I look forward to finding out more about the artists featuring on the record over time and also discovering a deeper appreciation of the genres that I am less familiar with.
A note on the review. I’m not a massive fan of the term ‘world music’. It is far too pejorative and was created by record stores in the West to separate stuff that wasn’t in the Western tradition (rock, folk, pop etc.) as certain types became more popular in that market. While fine as an initial solution to a small issue, as more music becomes more global it has not been universally replaced and instead grown to cover anything African, or Asian sounding. It strikes me as insensitive (at best!) to be reducing entire continents rich with culture and musical tradition to one banner while we argue the toss over the differences between House and Deep House or Alt Rock versus Rock. However, as a white, middle class, western man who hasn’t had a massive exposure to such music I am shooting in the dark a little bit on the genres and terms here. If you know better, please let me know! I’d love to have a conversation about it. I am very interested in world music but don’t spend a huge amount of time with it nor do I know where to start, and beyond the terms used here I am clueless so there may be elements of other genres in these tracks or they may be almost entirely a genre I’m not aware of.
This does lead us to a discussion of the meaning of genres and their usefulness or hindrance when talking about music but that is for another time. When writing or arranging a record store, they help.
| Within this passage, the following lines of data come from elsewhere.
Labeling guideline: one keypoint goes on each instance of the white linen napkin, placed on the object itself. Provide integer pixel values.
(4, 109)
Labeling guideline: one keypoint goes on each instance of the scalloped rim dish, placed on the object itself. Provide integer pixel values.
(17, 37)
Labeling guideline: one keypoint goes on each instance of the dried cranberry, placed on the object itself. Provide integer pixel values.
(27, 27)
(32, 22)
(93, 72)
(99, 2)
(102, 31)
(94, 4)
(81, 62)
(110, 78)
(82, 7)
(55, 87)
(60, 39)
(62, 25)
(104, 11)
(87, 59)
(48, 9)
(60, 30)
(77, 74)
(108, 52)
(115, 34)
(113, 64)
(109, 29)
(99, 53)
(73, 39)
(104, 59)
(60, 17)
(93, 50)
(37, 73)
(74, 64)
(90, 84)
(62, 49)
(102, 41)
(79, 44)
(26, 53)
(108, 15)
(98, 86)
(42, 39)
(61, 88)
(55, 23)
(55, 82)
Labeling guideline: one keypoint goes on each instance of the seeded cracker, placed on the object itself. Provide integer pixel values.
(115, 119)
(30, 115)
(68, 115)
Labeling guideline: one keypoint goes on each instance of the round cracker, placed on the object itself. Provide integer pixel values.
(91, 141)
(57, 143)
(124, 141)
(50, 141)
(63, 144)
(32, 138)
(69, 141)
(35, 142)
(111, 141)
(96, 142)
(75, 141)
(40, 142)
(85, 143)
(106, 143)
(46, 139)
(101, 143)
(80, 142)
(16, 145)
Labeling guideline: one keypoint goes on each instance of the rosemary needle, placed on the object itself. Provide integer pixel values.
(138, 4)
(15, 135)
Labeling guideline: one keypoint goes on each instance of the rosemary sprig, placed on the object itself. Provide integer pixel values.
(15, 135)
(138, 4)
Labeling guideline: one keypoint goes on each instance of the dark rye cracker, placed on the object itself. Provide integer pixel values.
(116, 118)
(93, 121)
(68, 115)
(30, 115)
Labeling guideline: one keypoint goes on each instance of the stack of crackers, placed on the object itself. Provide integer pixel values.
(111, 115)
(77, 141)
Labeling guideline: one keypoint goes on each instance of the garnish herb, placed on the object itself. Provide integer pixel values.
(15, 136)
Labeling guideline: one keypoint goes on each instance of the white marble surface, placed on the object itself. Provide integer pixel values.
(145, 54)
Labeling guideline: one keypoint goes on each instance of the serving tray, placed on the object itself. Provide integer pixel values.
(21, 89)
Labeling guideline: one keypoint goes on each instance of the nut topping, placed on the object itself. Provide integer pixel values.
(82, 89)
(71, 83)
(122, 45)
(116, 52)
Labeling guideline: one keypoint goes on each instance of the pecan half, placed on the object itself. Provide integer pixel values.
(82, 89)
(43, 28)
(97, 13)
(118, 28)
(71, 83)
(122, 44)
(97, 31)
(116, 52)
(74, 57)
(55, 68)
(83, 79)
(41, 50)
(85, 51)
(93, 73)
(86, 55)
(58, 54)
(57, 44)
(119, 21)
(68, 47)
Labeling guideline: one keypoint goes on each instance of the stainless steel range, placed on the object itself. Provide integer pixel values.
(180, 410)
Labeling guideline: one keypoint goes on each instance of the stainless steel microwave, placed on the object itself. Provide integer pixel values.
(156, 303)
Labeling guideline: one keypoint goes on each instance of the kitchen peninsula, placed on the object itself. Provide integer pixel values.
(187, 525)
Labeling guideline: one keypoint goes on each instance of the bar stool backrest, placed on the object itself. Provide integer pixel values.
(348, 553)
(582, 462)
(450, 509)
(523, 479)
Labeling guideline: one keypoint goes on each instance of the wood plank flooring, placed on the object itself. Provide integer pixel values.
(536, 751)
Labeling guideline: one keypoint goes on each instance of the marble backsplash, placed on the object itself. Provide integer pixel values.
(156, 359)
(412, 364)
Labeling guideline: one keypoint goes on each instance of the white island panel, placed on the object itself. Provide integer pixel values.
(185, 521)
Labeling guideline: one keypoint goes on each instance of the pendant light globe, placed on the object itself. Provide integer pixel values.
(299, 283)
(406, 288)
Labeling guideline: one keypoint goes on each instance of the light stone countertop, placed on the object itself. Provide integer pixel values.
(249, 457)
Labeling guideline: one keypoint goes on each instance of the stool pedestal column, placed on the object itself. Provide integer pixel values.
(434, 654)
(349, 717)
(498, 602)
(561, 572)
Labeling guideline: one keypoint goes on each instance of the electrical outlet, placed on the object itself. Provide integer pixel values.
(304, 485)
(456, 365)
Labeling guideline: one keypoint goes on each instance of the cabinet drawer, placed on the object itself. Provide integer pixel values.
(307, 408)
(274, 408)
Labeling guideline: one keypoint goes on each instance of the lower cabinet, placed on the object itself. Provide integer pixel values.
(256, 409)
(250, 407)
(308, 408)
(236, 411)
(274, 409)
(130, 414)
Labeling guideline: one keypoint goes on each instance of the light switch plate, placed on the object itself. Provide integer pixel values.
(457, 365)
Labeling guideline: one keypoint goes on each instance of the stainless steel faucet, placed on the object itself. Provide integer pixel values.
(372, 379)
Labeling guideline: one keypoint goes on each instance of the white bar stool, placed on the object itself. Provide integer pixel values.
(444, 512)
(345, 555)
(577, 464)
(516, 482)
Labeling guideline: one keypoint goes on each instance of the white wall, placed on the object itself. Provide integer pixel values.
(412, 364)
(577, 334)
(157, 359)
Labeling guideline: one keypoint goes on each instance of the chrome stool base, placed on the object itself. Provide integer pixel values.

When appreciating the artistry, the boxes only serve to constrain your perspective rather than appreciate the piece for what it is. As we progress through the 21st century genre-lines are being more and more blurred and this is an excellent thing but makes conveying it in words more tricky as the terms most would recognise become overly reductionist and not a fair reflection.
Go and listen to this record. You may only do it once, and that is fine. However, what you will experience is a great collision of Africa and The West in musical form. It is a glimpse of the future.